Эдуард выругался, потом еще раз и еще, будто стремясь нарушить звенящую в ушах тишину пустыни. Сердито постучал по броне вездехода. Выглянул Иван.

– Приехали, – махнул рукой Эдуард. – И могилы копать не надо. Само засыплет.

Иван предостерегающе поднял руку, опасаясь, что услышит Маша. Вышел из вездехода.

– Придется пешком. Дорогу знаешь? – спросил он, закончив неутешительный осмотр вездехода.

– До ближайшего колодца дня три, – сморщив свое маленькое лисье личико, ответил Эдуард. – Не дойдем. Воды нет. Жратвы нет. Да и эта…

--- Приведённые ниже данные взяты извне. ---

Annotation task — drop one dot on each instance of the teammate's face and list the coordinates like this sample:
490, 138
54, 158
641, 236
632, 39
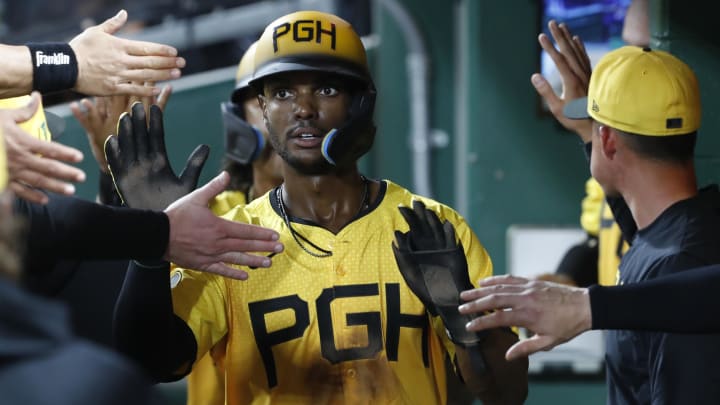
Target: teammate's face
299, 109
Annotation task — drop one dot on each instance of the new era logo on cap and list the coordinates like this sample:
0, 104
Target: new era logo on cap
642, 91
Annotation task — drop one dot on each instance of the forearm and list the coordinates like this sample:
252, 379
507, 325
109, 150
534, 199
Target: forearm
71, 228
621, 212
145, 327
503, 382
685, 302
17, 74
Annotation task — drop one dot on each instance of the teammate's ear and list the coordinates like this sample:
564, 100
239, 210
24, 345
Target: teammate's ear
608, 141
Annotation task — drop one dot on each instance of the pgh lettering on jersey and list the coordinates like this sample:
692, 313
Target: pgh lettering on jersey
305, 31
339, 329
57, 58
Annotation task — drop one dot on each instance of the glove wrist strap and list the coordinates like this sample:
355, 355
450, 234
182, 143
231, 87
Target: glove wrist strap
55, 66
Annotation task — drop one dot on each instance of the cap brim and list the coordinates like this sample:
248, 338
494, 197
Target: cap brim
56, 124
576, 109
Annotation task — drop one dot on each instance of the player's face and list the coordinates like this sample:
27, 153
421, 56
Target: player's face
299, 109
599, 164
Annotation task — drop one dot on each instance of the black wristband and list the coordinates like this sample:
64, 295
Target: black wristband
54, 66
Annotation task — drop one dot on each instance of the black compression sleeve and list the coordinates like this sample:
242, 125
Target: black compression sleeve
621, 212
71, 228
684, 302
145, 327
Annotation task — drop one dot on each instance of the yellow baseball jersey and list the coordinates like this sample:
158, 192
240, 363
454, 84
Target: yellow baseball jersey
206, 382
338, 329
611, 247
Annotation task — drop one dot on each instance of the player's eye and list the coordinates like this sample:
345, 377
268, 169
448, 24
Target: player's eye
328, 91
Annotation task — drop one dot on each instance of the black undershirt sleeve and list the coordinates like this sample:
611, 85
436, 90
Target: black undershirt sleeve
146, 329
684, 302
72, 228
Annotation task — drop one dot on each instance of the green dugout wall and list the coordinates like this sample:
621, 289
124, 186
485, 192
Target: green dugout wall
505, 162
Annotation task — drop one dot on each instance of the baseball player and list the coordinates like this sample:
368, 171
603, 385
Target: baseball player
361, 306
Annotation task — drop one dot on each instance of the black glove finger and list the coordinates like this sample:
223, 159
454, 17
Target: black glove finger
449, 232
126, 143
191, 173
140, 133
424, 226
156, 143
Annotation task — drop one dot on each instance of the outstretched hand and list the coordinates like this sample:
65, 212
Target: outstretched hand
573, 64
434, 266
555, 312
139, 163
33, 163
99, 116
111, 65
199, 240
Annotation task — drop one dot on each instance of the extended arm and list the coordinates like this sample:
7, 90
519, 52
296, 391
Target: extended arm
145, 327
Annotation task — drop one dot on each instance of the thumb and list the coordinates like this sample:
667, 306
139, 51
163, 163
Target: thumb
26, 112
194, 165
529, 346
112, 24
217, 185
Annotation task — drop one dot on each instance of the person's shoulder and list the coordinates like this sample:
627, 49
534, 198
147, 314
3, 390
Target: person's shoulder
401, 196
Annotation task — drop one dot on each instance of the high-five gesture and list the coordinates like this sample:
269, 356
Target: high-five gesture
139, 163
573, 63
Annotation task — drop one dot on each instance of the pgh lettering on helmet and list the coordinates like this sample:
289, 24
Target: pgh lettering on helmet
322, 42
303, 31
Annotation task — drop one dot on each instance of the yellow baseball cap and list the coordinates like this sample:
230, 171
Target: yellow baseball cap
311, 41
39, 124
641, 91
3, 163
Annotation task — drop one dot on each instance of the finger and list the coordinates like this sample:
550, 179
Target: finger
113, 24
27, 111
134, 77
246, 231
557, 58
564, 40
164, 96
53, 150
143, 48
194, 165
112, 155
246, 259
157, 133
43, 181
224, 270
153, 62
47, 167
27, 193
503, 279
140, 130
130, 89
529, 346
585, 57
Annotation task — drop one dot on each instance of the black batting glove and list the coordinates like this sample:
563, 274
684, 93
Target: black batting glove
139, 164
434, 266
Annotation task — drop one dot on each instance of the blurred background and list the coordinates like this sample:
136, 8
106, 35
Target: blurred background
457, 117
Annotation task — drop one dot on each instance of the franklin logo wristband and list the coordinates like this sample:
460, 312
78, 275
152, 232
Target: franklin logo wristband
54, 66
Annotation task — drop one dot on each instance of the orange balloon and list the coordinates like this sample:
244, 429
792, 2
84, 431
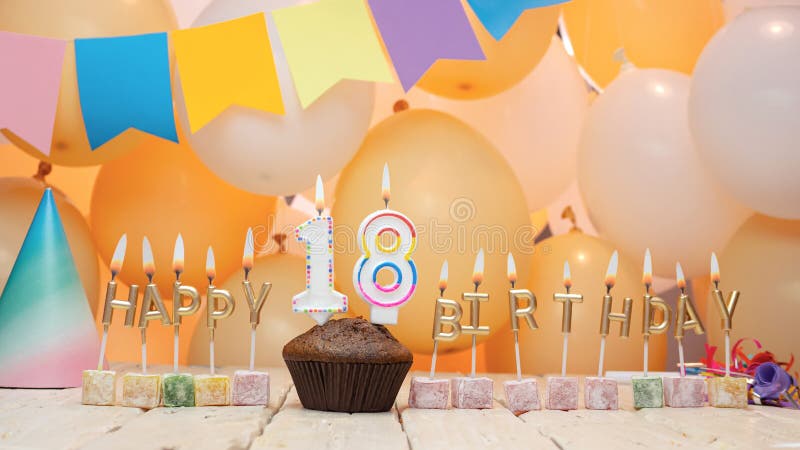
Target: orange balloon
161, 189
668, 34
19, 198
461, 195
81, 19
507, 62
540, 350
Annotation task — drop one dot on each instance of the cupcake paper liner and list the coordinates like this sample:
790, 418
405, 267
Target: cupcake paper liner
347, 387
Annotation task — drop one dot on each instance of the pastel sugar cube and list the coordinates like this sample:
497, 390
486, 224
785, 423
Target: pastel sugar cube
562, 393
250, 388
684, 392
428, 393
472, 393
178, 389
648, 392
522, 395
600, 393
727, 392
141, 391
211, 390
99, 387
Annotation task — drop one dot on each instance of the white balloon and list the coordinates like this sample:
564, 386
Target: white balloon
744, 109
535, 124
642, 179
276, 154
735, 7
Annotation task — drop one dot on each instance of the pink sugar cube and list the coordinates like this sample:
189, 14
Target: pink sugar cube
600, 393
562, 393
684, 392
250, 388
522, 395
428, 393
472, 393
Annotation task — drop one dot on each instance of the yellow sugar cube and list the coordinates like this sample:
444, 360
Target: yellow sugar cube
727, 392
212, 390
141, 391
99, 387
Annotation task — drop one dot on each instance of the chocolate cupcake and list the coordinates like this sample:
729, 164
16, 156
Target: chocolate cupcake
347, 365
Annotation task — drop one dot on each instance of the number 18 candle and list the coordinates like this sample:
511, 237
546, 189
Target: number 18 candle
385, 299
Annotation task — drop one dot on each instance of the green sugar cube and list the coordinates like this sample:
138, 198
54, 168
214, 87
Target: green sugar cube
648, 392
178, 389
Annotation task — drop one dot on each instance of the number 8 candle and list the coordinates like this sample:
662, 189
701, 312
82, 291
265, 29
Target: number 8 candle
385, 299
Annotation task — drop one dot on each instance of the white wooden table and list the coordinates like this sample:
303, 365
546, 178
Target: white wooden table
43, 419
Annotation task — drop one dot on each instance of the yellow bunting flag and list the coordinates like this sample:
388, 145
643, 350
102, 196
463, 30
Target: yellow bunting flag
327, 41
225, 64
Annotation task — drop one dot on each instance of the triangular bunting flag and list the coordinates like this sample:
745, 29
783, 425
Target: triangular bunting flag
29, 84
124, 82
498, 16
418, 32
328, 41
225, 64
47, 334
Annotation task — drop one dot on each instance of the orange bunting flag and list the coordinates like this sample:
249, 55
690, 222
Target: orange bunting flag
224, 64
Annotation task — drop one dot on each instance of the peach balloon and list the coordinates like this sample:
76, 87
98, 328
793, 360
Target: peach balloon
81, 19
540, 350
161, 189
460, 193
278, 323
507, 62
19, 198
761, 262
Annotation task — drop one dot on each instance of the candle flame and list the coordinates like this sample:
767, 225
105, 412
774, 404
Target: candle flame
249, 250
177, 255
443, 276
611, 272
211, 270
567, 275
119, 255
385, 188
511, 270
714, 268
679, 276
148, 264
477, 271
319, 199
647, 276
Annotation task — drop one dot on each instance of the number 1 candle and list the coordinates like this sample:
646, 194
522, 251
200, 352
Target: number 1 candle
385, 300
319, 300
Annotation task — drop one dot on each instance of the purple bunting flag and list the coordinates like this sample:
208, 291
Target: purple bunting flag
418, 32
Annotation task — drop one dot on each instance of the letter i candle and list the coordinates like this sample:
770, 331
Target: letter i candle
683, 391
600, 392
179, 387
648, 392
144, 390
473, 392
522, 395
727, 391
250, 387
562, 392
213, 389
428, 392
99, 386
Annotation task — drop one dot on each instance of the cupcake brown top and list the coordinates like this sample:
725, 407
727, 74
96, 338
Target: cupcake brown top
347, 341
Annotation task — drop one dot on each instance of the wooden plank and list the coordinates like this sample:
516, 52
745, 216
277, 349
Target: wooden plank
222, 427
297, 428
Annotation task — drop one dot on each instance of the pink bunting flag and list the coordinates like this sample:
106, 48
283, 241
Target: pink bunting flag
29, 84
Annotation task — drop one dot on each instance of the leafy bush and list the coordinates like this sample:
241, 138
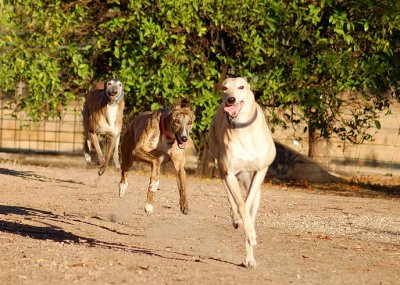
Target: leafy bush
295, 53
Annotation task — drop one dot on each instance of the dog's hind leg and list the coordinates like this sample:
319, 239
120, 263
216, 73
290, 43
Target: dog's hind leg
153, 185
127, 161
252, 203
236, 220
117, 165
110, 150
86, 141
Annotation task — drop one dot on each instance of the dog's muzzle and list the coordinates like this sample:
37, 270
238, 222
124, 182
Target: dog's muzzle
181, 140
232, 108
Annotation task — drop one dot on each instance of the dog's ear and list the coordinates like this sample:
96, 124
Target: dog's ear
186, 104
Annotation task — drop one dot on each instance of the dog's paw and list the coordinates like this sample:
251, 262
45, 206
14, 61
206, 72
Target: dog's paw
149, 209
122, 188
101, 170
251, 239
88, 158
185, 210
237, 222
250, 262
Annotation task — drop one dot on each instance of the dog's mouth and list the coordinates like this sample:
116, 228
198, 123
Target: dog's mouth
113, 94
181, 141
233, 109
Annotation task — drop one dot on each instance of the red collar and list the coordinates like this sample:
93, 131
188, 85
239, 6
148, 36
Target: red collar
163, 131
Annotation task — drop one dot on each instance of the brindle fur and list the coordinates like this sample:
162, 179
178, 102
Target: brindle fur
144, 141
101, 118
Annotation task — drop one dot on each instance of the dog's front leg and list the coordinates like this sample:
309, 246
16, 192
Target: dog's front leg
178, 159
95, 141
153, 186
116, 153
110, 151
155, 162
232, 185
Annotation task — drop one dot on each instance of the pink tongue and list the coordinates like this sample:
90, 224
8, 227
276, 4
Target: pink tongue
181, 145
232, 109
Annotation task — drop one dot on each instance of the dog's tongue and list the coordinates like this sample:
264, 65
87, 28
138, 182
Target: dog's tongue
232, 110
181, 145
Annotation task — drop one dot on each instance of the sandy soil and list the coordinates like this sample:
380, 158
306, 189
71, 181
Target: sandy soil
68, 226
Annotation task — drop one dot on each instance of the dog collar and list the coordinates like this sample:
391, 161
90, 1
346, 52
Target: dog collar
162, 123
108, 99
242, 125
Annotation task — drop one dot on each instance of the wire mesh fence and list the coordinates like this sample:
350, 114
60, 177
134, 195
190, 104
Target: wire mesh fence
54, 136
65, 136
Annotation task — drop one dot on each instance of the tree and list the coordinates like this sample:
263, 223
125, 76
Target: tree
300, 55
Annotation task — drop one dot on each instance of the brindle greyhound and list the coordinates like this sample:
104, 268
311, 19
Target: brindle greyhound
102, 115
158, 137
242, 144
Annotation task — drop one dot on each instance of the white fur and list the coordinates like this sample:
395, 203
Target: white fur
243, 155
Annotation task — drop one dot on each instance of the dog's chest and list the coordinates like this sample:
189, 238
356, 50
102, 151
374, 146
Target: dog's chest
112, 115
246, 153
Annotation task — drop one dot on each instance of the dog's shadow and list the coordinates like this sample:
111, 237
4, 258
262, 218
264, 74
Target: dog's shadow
30, 175
58, 234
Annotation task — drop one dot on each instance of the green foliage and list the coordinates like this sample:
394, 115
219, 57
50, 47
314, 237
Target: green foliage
299, 55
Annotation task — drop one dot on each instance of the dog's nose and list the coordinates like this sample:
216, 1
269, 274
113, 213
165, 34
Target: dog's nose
231, 100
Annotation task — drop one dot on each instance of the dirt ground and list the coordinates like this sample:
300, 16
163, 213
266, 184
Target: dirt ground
68, 226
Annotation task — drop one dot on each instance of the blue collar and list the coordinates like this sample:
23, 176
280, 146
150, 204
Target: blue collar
119, 98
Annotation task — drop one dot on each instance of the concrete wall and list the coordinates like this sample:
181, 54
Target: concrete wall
378, 157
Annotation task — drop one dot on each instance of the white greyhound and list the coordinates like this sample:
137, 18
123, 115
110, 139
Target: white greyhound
242, 144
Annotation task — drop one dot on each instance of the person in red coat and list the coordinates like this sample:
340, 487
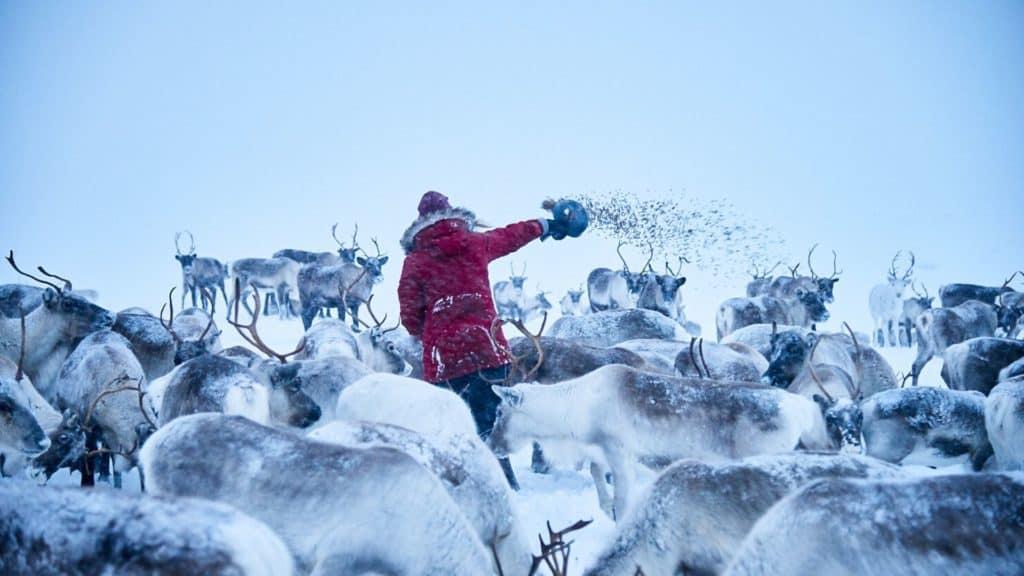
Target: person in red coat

Он показал жестом на вездеход.

– Не беспокойся за нее,– хмуро отрезал Иван. Взглянул жестко в бегающие глаза Эдуарда. – Струсил?

Тот криво усмехнулся.

– Двум смертям не бывать…

– А одну уже пережили, – договорил Иван и дружески потрепал его по плечу. – Не тужи, браток, дойдем.

А что им еще оставалось?


Тронулись в путь, не мешкая, пока солнце не успело опалить пустыню своим жарким дыханием. В машине нашли две запасные фляжки с водой, три одеяла. Маша очнулась и пошла сама. Настроение у всех поднялось, и если бы не мысль о погибшем товарище, останки которого, скрытые песком, они так и не сумели найти, совсем легко было бы на душе. К опасности и трудностям им было не привыкать, а пока жив, верится в лучшее.

Первый привал пришлось сделать уже через пару часов. Мужчины еще шли бы и шли, но Маша, видел Иван, еле передвигала ноги. Он пожалел ее и остановился. Женщина тут же обессиленно опустилась на песок.

– Плохо тебе? – склонился над ней Иван.

– Ничего, только передохну немного. – Тень виноватой улыбки мелькнула на ее губах. – Попить бы.

Эдуард недовольно присвистнул, когда Иван открутил пробку у фляжки и поднес горлышко к губам Маши, но промолчал.

Чуть погодя отозвал Ивана в сторону и горячо зашептал на ухо:

– Зря ты, нельзя в пустыне много пить. Вода же внутри закипит.

– А может, воды пожалел? – тяжело ворочая распухшим от жары языком, спросил Иван. Сам он не выпил ни капли, экономя воду.

– А что, и пожалел, – с неожиданно прорвавшейся злобой ответил Эдуард. – Не одна она живая. Еще три дня топать, а ты тут реки разливаешь.

Иван резко схватил его за ворот и рывком притянул к себе.

– Мужик ты или нет? Она же женщина! Да и досталось ей больше нашего, сам видишь.